Ransomware protection: On top of your antivirus software, you need to install ransomware protection as well. You can try installing Ransomfree by Cybereason. This anti-ransomware software is currently free. It works by placing ‘honeypot’ files around your system to lure potential ransomware to those places. When one of these files gets encrypted, all alarm bells go off and the software will do its best to stop the virus from encrypting your computer further.
Backups: Another action you need to take is to regularly backup your files and systems. Make sure that you have multiple types of backups for your files, not only locally but also remotely to the cloud. By doing this, you are not only protecting your files from ransomware but are also following an essential protective measure for business continuity.

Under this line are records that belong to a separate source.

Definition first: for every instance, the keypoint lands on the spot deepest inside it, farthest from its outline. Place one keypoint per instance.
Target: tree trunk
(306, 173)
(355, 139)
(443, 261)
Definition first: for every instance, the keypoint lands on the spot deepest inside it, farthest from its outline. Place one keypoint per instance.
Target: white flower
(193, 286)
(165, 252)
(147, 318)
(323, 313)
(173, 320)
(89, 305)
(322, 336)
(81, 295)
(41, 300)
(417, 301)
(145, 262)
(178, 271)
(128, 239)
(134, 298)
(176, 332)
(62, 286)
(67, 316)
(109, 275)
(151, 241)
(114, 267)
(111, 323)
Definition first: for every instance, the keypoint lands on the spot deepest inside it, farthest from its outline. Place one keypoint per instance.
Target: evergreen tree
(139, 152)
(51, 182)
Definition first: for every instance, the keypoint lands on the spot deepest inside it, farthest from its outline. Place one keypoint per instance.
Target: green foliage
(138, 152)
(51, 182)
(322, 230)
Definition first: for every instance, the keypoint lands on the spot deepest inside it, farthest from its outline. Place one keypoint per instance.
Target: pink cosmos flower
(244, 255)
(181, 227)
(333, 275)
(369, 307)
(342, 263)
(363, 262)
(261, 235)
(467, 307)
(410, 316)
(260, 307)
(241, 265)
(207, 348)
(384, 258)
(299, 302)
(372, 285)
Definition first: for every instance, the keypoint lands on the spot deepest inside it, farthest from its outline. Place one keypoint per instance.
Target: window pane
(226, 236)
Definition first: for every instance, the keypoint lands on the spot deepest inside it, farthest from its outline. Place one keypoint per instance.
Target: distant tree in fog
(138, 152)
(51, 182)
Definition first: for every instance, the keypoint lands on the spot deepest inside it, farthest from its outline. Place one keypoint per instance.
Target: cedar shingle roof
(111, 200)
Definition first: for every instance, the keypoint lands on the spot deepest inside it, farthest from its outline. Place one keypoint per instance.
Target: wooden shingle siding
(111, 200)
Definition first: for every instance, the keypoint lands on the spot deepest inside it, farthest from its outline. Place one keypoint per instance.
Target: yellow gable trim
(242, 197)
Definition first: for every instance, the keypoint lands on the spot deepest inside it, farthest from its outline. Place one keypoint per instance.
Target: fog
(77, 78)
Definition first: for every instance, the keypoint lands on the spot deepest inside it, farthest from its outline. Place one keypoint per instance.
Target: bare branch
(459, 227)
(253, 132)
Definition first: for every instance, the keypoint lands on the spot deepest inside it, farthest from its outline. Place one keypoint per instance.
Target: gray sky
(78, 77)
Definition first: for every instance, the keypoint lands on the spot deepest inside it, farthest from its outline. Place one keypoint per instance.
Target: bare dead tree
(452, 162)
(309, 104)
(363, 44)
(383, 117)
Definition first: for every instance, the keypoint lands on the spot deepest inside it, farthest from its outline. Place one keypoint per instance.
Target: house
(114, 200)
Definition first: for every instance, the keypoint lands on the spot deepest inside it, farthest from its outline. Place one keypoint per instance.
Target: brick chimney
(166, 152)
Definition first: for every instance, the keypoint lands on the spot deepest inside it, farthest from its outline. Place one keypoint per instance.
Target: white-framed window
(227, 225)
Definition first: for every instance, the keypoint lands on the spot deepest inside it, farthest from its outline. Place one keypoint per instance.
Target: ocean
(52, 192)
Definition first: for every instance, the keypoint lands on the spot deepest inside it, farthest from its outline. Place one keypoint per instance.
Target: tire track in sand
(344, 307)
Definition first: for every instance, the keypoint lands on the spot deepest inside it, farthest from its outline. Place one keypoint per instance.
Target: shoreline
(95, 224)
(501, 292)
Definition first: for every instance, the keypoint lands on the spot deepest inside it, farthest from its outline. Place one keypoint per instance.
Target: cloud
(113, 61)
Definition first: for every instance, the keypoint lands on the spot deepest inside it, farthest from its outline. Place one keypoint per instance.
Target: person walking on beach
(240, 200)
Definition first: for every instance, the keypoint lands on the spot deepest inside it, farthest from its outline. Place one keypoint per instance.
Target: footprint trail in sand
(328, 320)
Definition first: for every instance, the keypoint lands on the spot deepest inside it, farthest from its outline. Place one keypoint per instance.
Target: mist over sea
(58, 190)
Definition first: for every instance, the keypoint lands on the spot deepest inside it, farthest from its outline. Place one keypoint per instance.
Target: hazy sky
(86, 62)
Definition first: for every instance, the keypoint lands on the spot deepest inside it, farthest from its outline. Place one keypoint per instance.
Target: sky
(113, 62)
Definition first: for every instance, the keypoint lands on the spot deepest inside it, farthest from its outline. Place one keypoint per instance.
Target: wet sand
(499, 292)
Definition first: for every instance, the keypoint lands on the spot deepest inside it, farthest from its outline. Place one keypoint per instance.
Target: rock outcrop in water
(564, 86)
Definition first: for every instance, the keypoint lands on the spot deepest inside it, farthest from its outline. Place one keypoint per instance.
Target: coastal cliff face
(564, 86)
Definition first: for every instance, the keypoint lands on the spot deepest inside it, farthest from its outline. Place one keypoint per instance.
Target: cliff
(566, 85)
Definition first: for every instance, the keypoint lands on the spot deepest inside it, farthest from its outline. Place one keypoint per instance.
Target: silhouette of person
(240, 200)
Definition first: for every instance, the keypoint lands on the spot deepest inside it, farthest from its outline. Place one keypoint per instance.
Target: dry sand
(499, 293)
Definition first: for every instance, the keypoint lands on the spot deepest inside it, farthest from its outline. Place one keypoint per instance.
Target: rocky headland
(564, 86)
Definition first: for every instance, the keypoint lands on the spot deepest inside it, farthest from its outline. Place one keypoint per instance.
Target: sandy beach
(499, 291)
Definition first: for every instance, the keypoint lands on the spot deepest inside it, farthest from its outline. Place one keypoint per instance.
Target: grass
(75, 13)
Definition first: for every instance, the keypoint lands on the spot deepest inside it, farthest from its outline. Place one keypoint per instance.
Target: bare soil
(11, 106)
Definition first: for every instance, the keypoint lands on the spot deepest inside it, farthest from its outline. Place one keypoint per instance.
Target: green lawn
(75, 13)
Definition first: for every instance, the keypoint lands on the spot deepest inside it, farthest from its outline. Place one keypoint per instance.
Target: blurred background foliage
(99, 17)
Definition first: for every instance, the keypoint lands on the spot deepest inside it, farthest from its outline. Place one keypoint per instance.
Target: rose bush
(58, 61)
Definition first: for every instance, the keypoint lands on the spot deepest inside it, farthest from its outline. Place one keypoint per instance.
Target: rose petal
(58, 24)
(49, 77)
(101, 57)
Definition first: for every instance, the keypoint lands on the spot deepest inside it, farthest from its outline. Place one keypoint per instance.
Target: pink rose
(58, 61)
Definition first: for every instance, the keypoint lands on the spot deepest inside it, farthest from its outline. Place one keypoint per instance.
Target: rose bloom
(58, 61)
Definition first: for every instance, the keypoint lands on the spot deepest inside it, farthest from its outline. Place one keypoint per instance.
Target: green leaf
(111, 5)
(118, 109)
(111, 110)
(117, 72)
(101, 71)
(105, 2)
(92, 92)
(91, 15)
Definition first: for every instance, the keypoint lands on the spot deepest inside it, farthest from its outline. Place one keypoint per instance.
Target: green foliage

4. Practice what you preach
Very often the boss will lay down rules for everyone else to follow but then does not follow them themselves because they think they know better. Bad idea! There have been well known cases where it was actually the boss’s system that caused a breach because they simply did not stick to the rules that they set out for everyone else. It’s very much a case of you’re only as strong as the weakest link, so rules and guidelines are there to be followed by everyone, irrespective of position in the organization.
Ransomware is something to take very seriously. Hackers can not only hijack your company’s files and systems, but your personal devices are also at risk. Always stay away from dodgy e-mails and websites and follow our 4 P’s to ensure the safety of your company systems and personal files. Always be careful and be aware of the threats out there.